Figure 5 illustrates the results of the tests performed by imposing consecutive changes of the bias current from 0.3 A to 0.7 A (d) and comparing the behavior of the displacement of the proposed OF-MPC (a) and of a simple MPC (b) which is based on the same formulation but with targets to the origin (i.e., ${\overline{x}}_t = {\overline{u}}_t = 0$, which means no knowledge about plant-model mismatch and disturbance forces). As stated before, both controllers have been designed on the base of a plant model that considers a bias current of 0.5 A. The displacement plot of Figure 5a shows that the OF-MPC compensates for the plant-model mismatch very effectively, providing, at the same time, an estimation of the disturbance force (c).
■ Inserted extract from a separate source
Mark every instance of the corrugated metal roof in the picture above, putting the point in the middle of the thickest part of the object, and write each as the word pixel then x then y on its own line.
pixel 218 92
However, from Figure 5b, an offset in the displacement is always present with the MPC controller, even when bias current is the designed one.

The aim of the last set of tests is to evaluate the correctness of the load variation estimation. The tests are performed as illustrated in Figure 6 by applying known values of force to the system by means of direct weights $\left(L\right)$ acting on the arm by means of a pulley and a piece of string.
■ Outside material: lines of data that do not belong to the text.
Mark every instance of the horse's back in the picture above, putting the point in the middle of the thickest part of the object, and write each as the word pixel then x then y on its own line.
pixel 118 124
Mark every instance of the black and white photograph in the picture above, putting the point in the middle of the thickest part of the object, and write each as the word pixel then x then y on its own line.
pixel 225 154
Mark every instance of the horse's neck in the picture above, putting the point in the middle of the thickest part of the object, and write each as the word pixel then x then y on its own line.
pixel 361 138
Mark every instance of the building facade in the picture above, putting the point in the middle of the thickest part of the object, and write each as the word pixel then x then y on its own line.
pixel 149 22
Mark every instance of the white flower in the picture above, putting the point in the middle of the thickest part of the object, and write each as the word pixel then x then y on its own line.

Figure 7 shows the estimation performance comparing the estimated force (solid line) with the applied force (dashed line). The precision of the estimation is around 97% until the control current is lower than the bias current (0.5 A) and decreases down to 90% when one electromagnet is switched off. It is worth noticing that if the disturbance requires switching off one electromagnet (the control current is higher than the bias current), the system is not working in linear differential mode anymore and the electromagnets work in a nonlinear range, even in the nominal position. The force estimation is still acceptable even under these conditions, and this shows the good performance of the proposed strategy, even in a nonlinear operating range.

6. Conclusions

In this paper, the application of linear Offset-Free Model Predictive Control (OF-MPC) to a single-axis active magnetic bearing system has been presented. The proposed method is based on a disturbance observer with an augmented plant model including an input disturbance estimation. The proposed technique allows the well-known advantages of MPC to be exploited and, at the same time, the effect of plant-model mismatch in the reference tracking to be overcome. This architecture allows the real-time estimation of the low-frequency disturbance applied to the system. This last property is of great interest in industrial applications like compressors and blowers, where keeping the reference position is critical to insuring the system functionality, even when the axial load changes according to the operating conditions. The modeling and control design have been described and validated experimentally for a single-axis AMB system with a set of tests that demonstrate the effectiveness of the approach in terms of reference tracking with the cancellation of plant-model mismatch effects and estimation of low-frequency disturbances and load variations.